Republicans conquer the White House, at least, in The Sims they do

Presidential candidates occupy humankind’s uncanny valley. Sources inform Kill Screen that they have beating hearts and consciences. In order to accede to the presidency, however, candidates must lead not-quite-human lives. The slightest hint of scandal can sidetrack a campaign: a high school op-ed piece; that one time you inhaled at a college party; sex. This creates a strong incentive for aspiring politicos to lead quasi-robotic lives. Consequently, something often seems off about politicians. It’s hard to nail down exactly what is off about them, but they are not like you or me. 

Something often seems off about politicians. 

Presidential candidates are, in other words, perfect fodder for The Sims, a videogame about real life that, of course, is not actually real life. Over Easter weekend, IJReview’s Dave Jorgenson took this idea to its logical conclusion and recreated the Republican presidential field in The Sims. Drink them in: Jeb, Ben, Chris, Ted, Rand, Rick, Marco, and Scott, their faces a bit slimier than usual, their suits normcore as ever. Since The Sims doesn’t do wrinkles and jowls, the men all look like their younger selves, as if they’d gone straight from the campus conservatives club to the Iowa caucuses. 


You don’t have to be Nate Silver to understand that these eight candidates won’t all make it to the White House, but that didn’t stop Jorgenson. He built a White House in The Sims and had the entire field congregate there. Things got weird—weirder than the crazy dinner party in House of Cards. Rick Perry and Chris Christie got into a topless brawl. Scott Walker tumbled headfirst into a swimming pool. Despite being a doctor, Ben Carson stood idly by as Jeb Bush drowned in the pool. The Grim Reaper collected him. Seeing as Jorgenson’s simulated White House was a Republican-only zone, you can draw your own conclusions about the Grim Reaper’s allegiances. 

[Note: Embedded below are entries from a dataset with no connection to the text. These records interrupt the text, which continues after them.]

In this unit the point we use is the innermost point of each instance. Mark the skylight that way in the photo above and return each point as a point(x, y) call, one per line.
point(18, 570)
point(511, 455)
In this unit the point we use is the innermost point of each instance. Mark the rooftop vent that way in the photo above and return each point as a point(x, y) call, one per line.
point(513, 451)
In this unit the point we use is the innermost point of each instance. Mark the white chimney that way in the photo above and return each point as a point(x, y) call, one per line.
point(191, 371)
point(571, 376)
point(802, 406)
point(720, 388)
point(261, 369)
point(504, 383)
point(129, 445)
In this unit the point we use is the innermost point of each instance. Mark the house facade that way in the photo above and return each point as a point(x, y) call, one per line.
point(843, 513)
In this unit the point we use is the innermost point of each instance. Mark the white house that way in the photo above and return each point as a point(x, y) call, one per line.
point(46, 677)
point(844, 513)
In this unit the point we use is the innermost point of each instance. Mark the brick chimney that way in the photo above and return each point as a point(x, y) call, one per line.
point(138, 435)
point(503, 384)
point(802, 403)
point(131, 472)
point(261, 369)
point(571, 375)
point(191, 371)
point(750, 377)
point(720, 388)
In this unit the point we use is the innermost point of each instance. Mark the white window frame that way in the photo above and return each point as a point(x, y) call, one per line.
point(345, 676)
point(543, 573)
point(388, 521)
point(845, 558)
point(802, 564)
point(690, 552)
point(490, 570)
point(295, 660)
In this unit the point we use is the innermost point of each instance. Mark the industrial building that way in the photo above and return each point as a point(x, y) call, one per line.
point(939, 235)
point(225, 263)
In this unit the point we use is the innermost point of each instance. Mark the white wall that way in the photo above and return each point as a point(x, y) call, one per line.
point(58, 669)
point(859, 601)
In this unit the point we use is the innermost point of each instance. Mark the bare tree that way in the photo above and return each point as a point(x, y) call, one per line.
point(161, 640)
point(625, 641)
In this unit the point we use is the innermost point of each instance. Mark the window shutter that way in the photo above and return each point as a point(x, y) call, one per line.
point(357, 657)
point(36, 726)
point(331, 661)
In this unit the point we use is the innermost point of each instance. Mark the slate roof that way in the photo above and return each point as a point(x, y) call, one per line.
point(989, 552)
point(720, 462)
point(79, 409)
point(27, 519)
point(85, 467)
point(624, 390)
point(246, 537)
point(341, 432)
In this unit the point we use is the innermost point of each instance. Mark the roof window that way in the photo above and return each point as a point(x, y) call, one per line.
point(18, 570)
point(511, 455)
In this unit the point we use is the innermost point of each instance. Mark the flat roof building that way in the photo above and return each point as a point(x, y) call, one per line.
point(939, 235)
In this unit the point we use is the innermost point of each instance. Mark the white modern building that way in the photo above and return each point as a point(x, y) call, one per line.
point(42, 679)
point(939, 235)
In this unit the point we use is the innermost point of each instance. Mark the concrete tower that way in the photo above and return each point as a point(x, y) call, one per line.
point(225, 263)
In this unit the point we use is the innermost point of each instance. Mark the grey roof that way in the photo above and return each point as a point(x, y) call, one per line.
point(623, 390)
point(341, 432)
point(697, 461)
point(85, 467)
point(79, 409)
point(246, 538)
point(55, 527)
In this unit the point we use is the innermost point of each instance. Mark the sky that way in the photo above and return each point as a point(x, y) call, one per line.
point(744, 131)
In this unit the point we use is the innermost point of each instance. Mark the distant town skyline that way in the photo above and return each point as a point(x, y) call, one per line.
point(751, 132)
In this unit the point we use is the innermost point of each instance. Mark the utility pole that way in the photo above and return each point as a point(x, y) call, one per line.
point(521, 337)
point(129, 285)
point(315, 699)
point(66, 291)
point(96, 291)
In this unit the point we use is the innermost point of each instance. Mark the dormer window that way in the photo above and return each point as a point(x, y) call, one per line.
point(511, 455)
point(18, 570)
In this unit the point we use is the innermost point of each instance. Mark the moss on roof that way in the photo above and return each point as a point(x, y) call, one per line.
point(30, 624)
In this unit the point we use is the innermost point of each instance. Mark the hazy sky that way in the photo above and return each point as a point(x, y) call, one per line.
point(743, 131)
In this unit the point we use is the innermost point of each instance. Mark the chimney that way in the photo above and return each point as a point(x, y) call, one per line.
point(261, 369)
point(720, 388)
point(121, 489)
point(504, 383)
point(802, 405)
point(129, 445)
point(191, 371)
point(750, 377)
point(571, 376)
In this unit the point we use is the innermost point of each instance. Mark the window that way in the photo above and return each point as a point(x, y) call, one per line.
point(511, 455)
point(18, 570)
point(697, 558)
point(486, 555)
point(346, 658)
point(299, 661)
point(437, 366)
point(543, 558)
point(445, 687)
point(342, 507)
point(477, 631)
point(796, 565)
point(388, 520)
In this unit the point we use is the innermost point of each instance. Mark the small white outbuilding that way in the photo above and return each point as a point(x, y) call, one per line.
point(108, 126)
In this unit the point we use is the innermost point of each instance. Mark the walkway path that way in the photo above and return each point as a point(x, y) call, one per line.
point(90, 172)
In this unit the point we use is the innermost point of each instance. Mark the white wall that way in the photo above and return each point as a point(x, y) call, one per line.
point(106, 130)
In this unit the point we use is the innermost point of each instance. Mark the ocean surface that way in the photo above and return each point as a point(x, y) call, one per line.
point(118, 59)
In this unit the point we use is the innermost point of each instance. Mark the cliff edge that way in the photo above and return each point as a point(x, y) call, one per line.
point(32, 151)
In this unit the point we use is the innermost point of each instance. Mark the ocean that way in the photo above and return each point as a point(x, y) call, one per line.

What does any of this have to do with politics? Well, if Ben Carson wins out, Dave Jorgenson will be the only one to have predicted it. Indeed, games and political projections occupy entirely separate worlds. The counterpoint to this phenomenon comes from baseball, where mathematically complex simulators occasionally double as niche games. Probability can be fun. This is one of the reasons election projection sites do good business. Politicians, though they are engaged in an often-absurdist game, do not like thinking of their chosen activity as such. Thus, Dave Jorgenson’s absurdist The Sims creation is the closest we’re likely to get to a political projection game.